Besoin de "bases propres"
À l'encontre de son directeur de campagne de l'époque Richard Omiros, "le chef d'orchestre", et du commandant de police Roland Chervet, qui "poinçonnait" ces procurations hors du cadre légal, des peines de deux ans de prison avec sursis et cinq ans d'inéligibilité ont été requises. S'agissant de l'autre homme politique poursuivi, l'ex-maire de secteur LR Yves Moraine, toujours élu local et vice-président au département des Bouches-du-Rhône, une peine de trois mois avec sursis et 18 mois d'inéligibilité a été requise. Le procureur a rappelé qu'il était impliqué dans un volet différent concernant une trentaine de procurations dans les 6ᵉ et 8ᵉ arrondissements, collectées de façon irrégulière, mais avec le consentement des mandants. Ce procès "pas le plus reluisant" aura en tout cas permis de comprendre les rouages d'une véritable "fabrique à procurations", mise en place dans "un contexte politique d'une ville qui risque de basculer", a insisté Jean-Yves Lourgouilloux.
"Un SMS, un mail avec une pièce d'identité, c'est une procuration"
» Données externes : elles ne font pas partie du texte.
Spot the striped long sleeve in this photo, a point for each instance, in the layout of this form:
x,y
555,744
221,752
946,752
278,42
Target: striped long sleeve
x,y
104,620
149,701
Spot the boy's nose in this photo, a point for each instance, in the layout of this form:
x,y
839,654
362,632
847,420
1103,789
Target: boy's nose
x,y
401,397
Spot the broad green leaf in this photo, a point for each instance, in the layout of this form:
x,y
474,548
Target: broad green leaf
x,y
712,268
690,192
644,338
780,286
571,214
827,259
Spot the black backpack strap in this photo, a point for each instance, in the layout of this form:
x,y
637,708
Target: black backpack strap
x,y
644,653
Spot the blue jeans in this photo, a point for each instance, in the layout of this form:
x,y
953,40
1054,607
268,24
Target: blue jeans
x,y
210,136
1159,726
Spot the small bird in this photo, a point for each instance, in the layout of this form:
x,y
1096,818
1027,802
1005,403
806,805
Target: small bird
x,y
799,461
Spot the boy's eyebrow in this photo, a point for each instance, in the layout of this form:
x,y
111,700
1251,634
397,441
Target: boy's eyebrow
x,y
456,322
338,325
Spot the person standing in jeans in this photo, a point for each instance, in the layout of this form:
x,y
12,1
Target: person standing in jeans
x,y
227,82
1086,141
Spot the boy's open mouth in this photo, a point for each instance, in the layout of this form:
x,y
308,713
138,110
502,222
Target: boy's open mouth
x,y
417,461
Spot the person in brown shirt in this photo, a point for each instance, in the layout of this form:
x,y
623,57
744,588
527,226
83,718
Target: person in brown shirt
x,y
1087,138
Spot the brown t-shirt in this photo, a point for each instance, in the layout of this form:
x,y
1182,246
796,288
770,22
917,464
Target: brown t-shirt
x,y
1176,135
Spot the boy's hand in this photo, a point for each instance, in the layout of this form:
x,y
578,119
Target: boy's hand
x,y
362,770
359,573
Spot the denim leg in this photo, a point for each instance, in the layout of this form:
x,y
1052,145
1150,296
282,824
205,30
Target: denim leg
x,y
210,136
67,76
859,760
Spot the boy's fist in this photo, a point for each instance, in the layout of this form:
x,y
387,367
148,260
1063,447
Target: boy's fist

Cette élection, qui s'était déroulée en pleine période de pandémie de Covid-19, a marqué la fin d'un quart de siècle de règne du maire de droite Jean-Claude Gaudin avec la victoire d'une coalition de gauche, celle du Printemps marseillais. "Un SMS, un mail avec une pièce d'identité, c'est une procuration", "exit donc la phase de validation de la procuration devant une personne habilitée" comme les policiers, a martelé le procureur. Plus de 200 victimes ont été identifiées, mais très peu au final se sont constituées partie civile. "Toutes les personnes qui ont défilé à la barre sont hors-sols (...) et je comprends mieux la défiance totale par rapport à la politique et la démocratie", a regretté l'avocat Samuel Katz, qui intervenait pour une habitante du 11ᵉ arrondissement. Xavier Pizarro, qui défendait l'adjoint au maire de gauche Yannick Ohanessian et ses colistiers qui étaient candidats dans les 11ᵉ et 12ᵉ arrondissement face au LR, a reconnu qu'"être Marseillais, c'est une situation de contrastes", faite
de "merveilleux" (les paysages) et de "tragique" ("la gouvernance de notre ville"). "Est-ce que ce moment va faire exploser la sphère marseillaise pour recommencer sur des bases propres ?", s'est interrogée en sortant Cécile Vignes, élue locale qui avait été une des lanceuses d'alerte dans ce dossier.